There are funds out there like that, that have very low fees, that match the market. You’re guaranteed the returns of the S&P 500, but they’ll vote on ESG issues, which will propel all the firms to improve their ESG performance and hopefully their financial performance. The sponsor of one such ETF (exchange-traded fund) is a company called Engine No. 1, and I should disclose that I’m an advisor to them.
Klein: Let’s talk about the power of the vote, the power of more activist strategy. Say a little bit more about what that potential is, again, for people who may not be as sophisticated about what this means in practice.
Henisz: I think this is a really important conversation that we need to have more of. There’s so much anger right now around fossil fuels or other issues, and people are saying, “Let’s divest. Let’s get our pension funds, our endowments to divest. That sounds like I’m doing something. I’m divesting from fossil fuels.” Imagine we were looking at the 2022 or 2020 election, and I say, “I’m so angry about politics, I’m not going to vote. I’m just going to stay home.” A lot of people did that, but did that make things better? Did disengaging make things better?
If we call it “disengagement” instead of “divestment,” it paints a very different picture. By divesting, you’re giving up the power of the vote. You’re giving up any voice over the future of the company, so we should be much more active in our ownership. If we care about ESG issues, we should own these companies, and we should encourage the management to change their practices. That’s what an active owner does.
Study after study finds that engagement works, and divestment doesn’t work. The problem is engagement is expensive, and people are running away from high-fee funds. But if you really care about ESG issues, you should be focused on those asset managers who are engaging and voting on these issues, and giving your money to them for investment. That’s the best direction for change. Divestment doesn’t work.
Klein: For those folks who are saying, “We need to do better within our firm,” what should they be doing?
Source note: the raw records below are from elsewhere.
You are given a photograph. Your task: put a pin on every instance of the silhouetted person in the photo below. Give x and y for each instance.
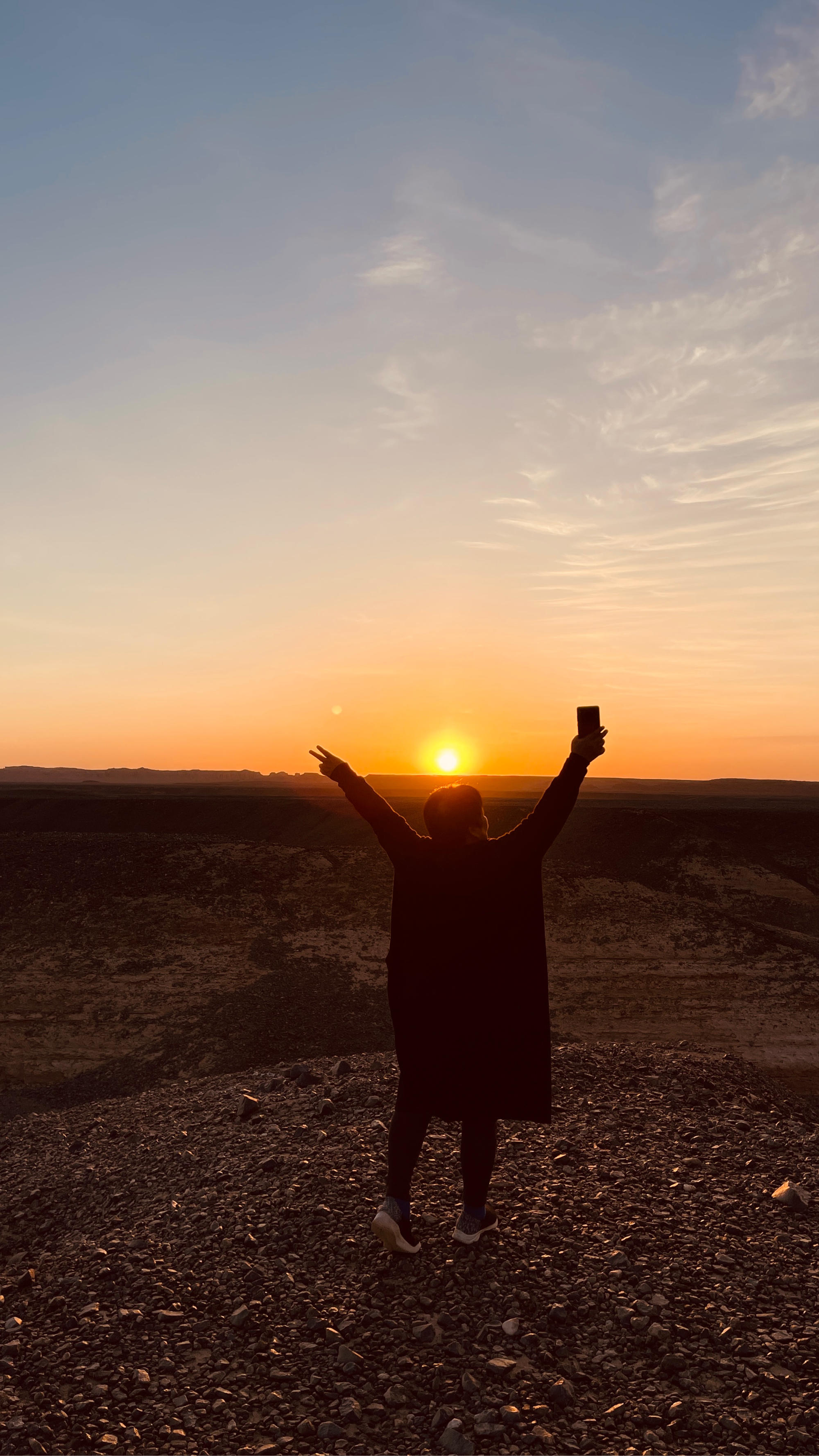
(467, 977)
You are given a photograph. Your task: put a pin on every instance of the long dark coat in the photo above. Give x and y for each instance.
(468, 977)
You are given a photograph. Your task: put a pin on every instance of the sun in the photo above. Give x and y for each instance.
(448, 761)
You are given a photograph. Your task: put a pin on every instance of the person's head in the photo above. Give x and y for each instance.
(454, 814)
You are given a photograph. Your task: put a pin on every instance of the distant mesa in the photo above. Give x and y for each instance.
(414, 785)
(29, 774)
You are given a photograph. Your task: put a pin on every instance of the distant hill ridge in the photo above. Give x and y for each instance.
(27, 774)
(409, 785)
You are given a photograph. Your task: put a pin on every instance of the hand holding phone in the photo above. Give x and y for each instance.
(591, 737)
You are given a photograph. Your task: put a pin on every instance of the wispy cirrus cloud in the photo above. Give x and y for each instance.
(511, 500)
(406, 262)
(412, 411)
(782, 78)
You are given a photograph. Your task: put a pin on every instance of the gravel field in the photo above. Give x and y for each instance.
(191, 1270)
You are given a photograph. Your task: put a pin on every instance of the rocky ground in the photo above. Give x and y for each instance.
(127, 956)
(183, 1277)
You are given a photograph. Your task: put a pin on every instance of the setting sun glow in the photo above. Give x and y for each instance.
(446, 761)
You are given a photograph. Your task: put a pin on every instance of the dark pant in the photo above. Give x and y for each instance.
(407, 1132)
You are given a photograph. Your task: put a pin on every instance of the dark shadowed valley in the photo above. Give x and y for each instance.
(159, 929)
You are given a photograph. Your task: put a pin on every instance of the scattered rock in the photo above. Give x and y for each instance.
(792, 1196)
(208, 1234)
(561, 1394)
(349, 1357)
(455, 1440)
(248, 1107)
(396, 1395)
(307, 1078)
(500, 1365)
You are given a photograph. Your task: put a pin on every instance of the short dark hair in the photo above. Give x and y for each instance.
(451, 812)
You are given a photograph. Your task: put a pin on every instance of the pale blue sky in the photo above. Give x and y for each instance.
(346, 338)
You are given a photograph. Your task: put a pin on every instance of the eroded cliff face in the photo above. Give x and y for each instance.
(130, 954)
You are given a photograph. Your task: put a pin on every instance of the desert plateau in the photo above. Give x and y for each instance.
(197, 1084)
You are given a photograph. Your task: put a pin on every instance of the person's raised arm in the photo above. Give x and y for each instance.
(389, 827)
(541, 827)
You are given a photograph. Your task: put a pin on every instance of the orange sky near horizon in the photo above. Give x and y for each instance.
(347, 373)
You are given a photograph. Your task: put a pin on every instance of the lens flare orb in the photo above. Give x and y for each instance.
(446, 761)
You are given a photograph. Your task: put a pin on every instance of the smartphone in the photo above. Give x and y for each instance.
(588, 721)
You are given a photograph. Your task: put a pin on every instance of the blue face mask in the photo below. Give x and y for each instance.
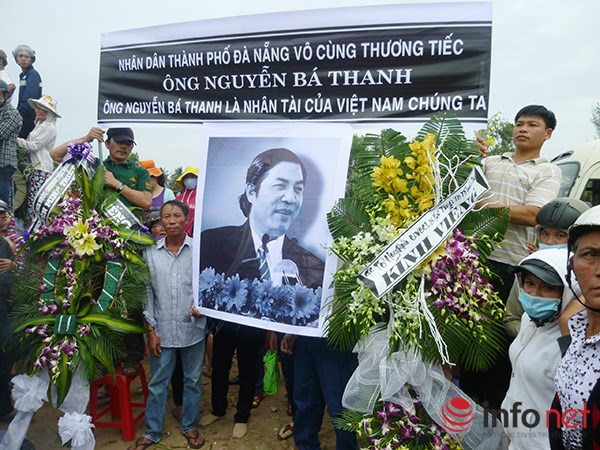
(190, 183)
(538, 307)
(545, 246)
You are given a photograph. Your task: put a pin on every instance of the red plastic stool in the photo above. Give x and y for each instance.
(120, 407)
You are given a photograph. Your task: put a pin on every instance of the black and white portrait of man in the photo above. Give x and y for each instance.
(263, 264)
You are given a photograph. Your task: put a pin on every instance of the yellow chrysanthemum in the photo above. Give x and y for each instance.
(410, 162)
(385, 176)
(400, 185)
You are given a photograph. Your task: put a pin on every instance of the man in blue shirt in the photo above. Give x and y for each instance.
(10, 124)
(30, 86)
(173, 323)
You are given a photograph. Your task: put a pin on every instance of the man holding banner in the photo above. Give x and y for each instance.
(523, 182)
(259, 249)
(130, 180)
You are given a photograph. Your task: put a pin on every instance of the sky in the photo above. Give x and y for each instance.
(543, 52)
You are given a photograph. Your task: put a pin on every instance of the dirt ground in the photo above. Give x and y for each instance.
(262, 428)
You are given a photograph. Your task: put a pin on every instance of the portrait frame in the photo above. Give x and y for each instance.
(226, 153)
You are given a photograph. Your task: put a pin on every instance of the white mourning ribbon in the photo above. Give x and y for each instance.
(75, 426)
(29, 394)
(388, 377)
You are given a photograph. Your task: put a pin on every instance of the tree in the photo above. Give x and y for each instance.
(595, 118)
(500, 131)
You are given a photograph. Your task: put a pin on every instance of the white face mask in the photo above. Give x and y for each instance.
(190, 183)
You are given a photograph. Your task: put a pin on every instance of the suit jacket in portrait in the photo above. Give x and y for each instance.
(230, 250)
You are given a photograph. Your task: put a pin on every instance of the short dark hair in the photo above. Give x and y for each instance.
(181, 205)
(538, 111)
(259, 168)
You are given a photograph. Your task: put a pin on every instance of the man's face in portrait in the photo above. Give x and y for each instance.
(277, 201)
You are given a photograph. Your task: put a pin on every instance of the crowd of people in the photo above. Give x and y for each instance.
(547, 268)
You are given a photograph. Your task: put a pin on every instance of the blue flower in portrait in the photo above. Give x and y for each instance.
(262, 303)
(305, 304)
(281, 297)
(206, 279)
(235, 293)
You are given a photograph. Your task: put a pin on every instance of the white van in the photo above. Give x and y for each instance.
(581, 172)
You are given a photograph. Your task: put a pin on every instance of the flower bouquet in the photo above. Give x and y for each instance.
(437, 305)
(81, 278)
(288, 303)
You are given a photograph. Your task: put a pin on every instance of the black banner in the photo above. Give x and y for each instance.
(383, 72)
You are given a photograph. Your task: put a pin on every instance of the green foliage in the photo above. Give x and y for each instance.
(473, 343)
(97, 337)
(487, 226)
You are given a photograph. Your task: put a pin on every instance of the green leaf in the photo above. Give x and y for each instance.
(113, 323)
(45, 244)
(84, 353)
(486, 225)
(63, 380)
(347, 218)
(34, 322)
(135, 236)
(133, 257)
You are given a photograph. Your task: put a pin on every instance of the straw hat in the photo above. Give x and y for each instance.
(46, 102)
(189, 170)
(150, 166)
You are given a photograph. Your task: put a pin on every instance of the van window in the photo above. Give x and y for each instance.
(591, 192)
(569, 172)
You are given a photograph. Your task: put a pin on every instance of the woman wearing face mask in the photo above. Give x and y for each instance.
(553, 222)
(188, 181)
(577, 378)
(534, 354)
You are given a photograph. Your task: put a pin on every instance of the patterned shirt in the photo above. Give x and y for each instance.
(170, 296)
(131, 175)
(10, 125)
(534, 182)
(577, 375)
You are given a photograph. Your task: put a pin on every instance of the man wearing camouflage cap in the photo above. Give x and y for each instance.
(10, 124)
(30, 86)
(4, 75)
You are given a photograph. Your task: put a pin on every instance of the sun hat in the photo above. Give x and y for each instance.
(586, 222)
(120, 134)
(150, 166)
(561, 213)
(45, 102)
(189, 170)
(540, 269)
(24, 49)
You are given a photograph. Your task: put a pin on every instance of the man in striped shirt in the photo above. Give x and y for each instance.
(523, 182)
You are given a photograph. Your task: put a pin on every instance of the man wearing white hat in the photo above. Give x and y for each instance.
(39, 143)
(10, 124)
(30, 86)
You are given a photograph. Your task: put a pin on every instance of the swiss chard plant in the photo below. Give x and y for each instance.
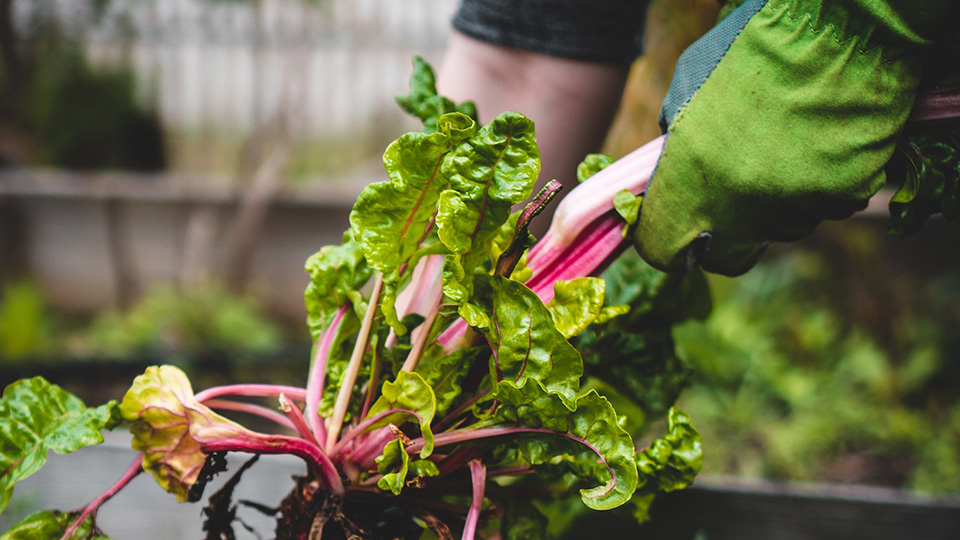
(463, 374)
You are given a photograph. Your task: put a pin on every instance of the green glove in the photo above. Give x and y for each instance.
(781, 116)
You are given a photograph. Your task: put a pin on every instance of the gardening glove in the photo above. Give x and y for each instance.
(783, 115)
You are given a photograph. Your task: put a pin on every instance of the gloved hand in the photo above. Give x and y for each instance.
(783, 115)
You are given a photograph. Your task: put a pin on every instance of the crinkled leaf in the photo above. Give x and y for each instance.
(423, 468)
(576, 304)
(928, 162)
(169, 426)
(443, 373)
(595, 447)
(423, 102)
(655, 297)
(393, 453)
(627, 206)
(50, 525)
(37, 417)
(635, 352)
(670, 462)
(409, 395)
(591, 165)
(489, 173)
(336, 274)
(642, 366)
(390, 218)
(525, 341)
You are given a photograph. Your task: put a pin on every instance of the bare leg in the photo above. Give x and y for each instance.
(571, 102)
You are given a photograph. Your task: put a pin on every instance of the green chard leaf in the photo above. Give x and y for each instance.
(576, 304)
(395, 454)
(928, 164)
(525, 342)
(635, 352)
(489, 173)
(50, 525)
(390, 219)
(443, 373)
(595, 446)
(169, 426)
(423, 102)
(408, 396)
(591, 165)
(669, 463)
(336, 275)
(627, 206)
(37, 417)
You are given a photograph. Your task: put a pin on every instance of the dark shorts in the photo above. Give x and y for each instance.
(608, 31)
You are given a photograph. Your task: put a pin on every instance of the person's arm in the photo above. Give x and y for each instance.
(783, 115)
(572, 102)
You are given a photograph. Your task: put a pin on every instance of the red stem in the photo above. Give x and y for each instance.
(320, 463)
(253, 390)
(251, 408)
(478, 475)
(318, 369)
(132, 471)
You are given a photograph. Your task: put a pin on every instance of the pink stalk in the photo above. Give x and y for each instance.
(419, 338)
(464, 435)
(132, 471)
(591, 200)
(479, 478)
(353, 369)
(251, 408)
(318, 369)
(280, 444)
(252, 390)
(363, 426)
(585, 257)
(585, 232)
(424, 291)
(297, 420)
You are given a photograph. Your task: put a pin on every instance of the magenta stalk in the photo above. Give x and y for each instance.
(318, 369)
(132, 471)
(479, 478)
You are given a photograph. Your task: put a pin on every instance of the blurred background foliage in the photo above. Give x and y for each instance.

Henisz: As you do your analysis, as you look at the companies in your portfolio — whatever process you use, whether it’s value-based, whether it’s event-driven — think about how environmental, social, and governance factors affect the performance indicators, affect the variables you’re looking at. There’s likely a connection. That’s the idea. Yes, “G” (governance) factors are material. They affect the business case. How does that work for your strategy? You need to do that yourself. Don’t just expect the ESG analysts to pull some numbers out of a shelf and put them alongside you and make a decision.
There are too many companies that say, “These are the preferred stocks. Here are the expected returns.” And then, “Here’s a set of emojis, or a set of green light, yellow light, red light ESG factors. Now put them together.” How do you do that? How do you put spreadsheets together with emojis? It doesn’t work. You need to try to find a way to bring them together, and it’s got to be the investment analysts. I’d encourage them all to think about that themselves, and if they want help, look for continuing education courses that retrain existing investment analysts on what’s called ESG integration.
We just launched one here at Wharton through the Coursera platform. There are other programs at Columbia, at NYU, and the UNPRI has them. There’s a set of online learning opportunities to figure out how to connect the dots. Those tools will be incredibly valuable, and I suggest they’d be a positive net present value investment for many career tracks whether in financial, consulting, or corporate careers.